The world-first study by the NSW Department of Primary Industries was based on a trial at Jervis Bay on the south coast, using artificial sharks placed at various depths.
It found plane crews spotted just 12.5 per cent of the dummies, and helicopters - the main form of government-funded patrols in NSW - detected 17.1 per cent.
The findings, released last year, concluded that more experienced crew were not necessarily better shark spotters, and that observers missed high numbers of the artificial sharks, even at ''shallower depths than those at which potentially dangerous sharks inhabit''.
''This is a clear concern when the purpose of these patrols is to provide a warning of shark presence to the beachgoing public,'' the report said.
Several shark attacks and sightings have occurred off the NSW coast this summer, including an attack off Dee Why last Sunday, when a great white bit a chunk from the surfboard of an off-duty lifeguard. He was not injured.
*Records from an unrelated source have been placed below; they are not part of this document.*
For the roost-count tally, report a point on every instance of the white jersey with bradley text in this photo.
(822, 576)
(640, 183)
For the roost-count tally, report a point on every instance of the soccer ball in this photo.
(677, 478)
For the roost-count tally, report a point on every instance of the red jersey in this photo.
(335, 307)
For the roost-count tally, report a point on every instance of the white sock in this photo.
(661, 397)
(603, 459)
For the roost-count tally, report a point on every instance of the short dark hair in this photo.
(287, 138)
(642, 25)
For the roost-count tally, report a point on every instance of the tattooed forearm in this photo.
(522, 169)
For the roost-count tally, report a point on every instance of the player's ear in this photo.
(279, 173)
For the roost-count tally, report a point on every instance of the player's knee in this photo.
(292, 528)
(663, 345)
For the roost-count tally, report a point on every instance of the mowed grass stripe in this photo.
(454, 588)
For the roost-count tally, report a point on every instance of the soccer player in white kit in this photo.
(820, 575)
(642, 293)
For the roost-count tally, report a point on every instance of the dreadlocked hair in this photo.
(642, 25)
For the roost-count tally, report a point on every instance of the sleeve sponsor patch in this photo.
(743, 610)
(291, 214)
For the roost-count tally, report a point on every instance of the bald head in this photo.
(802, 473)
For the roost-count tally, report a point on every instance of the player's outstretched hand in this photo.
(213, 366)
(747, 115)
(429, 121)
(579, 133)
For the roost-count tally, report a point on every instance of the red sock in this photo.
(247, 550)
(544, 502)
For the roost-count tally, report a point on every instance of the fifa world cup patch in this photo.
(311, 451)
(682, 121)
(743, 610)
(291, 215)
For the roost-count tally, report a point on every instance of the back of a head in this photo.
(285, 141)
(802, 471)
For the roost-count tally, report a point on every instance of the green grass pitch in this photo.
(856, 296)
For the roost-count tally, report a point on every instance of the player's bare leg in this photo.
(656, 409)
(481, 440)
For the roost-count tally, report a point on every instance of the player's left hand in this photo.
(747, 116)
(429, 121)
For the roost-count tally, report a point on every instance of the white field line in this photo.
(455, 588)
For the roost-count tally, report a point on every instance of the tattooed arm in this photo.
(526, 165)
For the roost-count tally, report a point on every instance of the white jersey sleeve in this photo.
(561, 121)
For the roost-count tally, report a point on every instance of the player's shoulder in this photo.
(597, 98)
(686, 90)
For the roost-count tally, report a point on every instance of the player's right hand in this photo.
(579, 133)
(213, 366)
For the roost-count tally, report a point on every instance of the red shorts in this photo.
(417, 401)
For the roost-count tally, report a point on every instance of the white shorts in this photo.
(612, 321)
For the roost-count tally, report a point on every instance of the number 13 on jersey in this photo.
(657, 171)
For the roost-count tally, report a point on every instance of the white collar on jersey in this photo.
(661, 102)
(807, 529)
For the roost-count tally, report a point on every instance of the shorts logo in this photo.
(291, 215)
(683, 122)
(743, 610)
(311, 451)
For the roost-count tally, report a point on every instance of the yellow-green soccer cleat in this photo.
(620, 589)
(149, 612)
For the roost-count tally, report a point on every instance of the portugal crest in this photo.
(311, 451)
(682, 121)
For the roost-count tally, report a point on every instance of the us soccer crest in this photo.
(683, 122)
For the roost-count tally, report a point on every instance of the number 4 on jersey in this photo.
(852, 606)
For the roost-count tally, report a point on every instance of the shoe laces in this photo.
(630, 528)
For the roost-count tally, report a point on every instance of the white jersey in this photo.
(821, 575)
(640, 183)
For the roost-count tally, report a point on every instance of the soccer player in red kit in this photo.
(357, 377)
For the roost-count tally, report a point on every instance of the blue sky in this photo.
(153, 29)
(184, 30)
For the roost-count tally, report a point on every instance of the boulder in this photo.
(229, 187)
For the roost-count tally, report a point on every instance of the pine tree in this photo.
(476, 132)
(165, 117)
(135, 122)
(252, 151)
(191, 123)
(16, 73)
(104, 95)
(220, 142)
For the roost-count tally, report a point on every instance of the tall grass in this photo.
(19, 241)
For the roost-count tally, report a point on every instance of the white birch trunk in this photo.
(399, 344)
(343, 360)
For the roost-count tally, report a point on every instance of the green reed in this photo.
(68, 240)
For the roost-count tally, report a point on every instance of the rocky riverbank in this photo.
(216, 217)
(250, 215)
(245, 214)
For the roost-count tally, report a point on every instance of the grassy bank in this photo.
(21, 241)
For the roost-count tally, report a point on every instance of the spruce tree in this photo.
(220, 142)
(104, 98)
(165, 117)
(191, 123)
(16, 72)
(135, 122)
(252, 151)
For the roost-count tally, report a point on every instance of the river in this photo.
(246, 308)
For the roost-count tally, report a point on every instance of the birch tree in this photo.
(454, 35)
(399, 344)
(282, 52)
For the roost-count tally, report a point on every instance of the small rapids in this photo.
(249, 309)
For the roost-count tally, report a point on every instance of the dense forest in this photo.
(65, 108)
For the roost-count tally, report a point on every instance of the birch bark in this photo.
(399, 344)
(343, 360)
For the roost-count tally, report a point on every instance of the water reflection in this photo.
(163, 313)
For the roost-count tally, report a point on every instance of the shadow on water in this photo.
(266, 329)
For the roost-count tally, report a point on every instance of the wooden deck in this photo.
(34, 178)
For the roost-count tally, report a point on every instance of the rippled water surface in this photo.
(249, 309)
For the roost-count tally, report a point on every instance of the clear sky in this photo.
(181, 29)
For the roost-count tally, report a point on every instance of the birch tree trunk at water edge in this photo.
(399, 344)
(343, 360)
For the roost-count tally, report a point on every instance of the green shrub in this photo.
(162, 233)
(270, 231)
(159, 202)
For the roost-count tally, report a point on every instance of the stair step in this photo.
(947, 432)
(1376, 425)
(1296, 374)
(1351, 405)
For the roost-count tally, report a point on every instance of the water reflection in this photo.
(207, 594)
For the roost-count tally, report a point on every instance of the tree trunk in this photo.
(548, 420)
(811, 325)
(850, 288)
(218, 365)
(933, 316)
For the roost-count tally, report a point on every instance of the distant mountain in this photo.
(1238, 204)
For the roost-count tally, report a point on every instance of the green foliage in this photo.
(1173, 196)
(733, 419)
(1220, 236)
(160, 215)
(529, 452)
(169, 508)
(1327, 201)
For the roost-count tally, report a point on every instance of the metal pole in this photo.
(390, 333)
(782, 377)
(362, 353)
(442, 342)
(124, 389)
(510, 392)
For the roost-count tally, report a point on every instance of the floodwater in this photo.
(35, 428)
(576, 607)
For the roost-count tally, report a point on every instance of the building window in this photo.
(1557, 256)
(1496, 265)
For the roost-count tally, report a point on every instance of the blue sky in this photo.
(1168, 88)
The government has enlisted Newcastle Helicopters to conduct aerial shark patrols this summer from Seal Rocks, on the mid-north coast, to the south of the Illawarra. It would not comment on the report.
Its contract finishes at the end of this month, and the Minister for Primary Industries, Katrina Hodgkinson, did not say whether funding would be renewed.
A department spokesman would not disclose how much the contract was worth but said the Coalition committed $200,000 a year to aerial shark surveillance and shark safety research before the 2011 election. He said the patrols, which have taken place every summer since 2009, were still in the trial stage and were designed to ''provide a full scientific evaluation of aerial surveillance as a bather protection measure''.
The Illawarra-based Australian Aerial Patrol, whose planes took part in the shark sighting study, relies on public donations and sponsorship, including a deal with Bendigo Bank, to meet its $800,000 annual running costs.
A pilot, Barry Sandry, insisted aerial shark patrols were a valuable early warning system. ''We've been operating for 57 years … We know the [shark] activity that is out there on a daily basis. If the service wasn't effective we wouldn't continue to do it.''
The service also conducted searches and bushfire patrols, Mr Sandry said.
The report recommended bolstering funding for lifeguard-run shark surveillance on beaches and improving public knowledge of shark risks.
The government has recently offered grants for observation towers and expanded the SharkSmart awareness program online, the department spokesman said.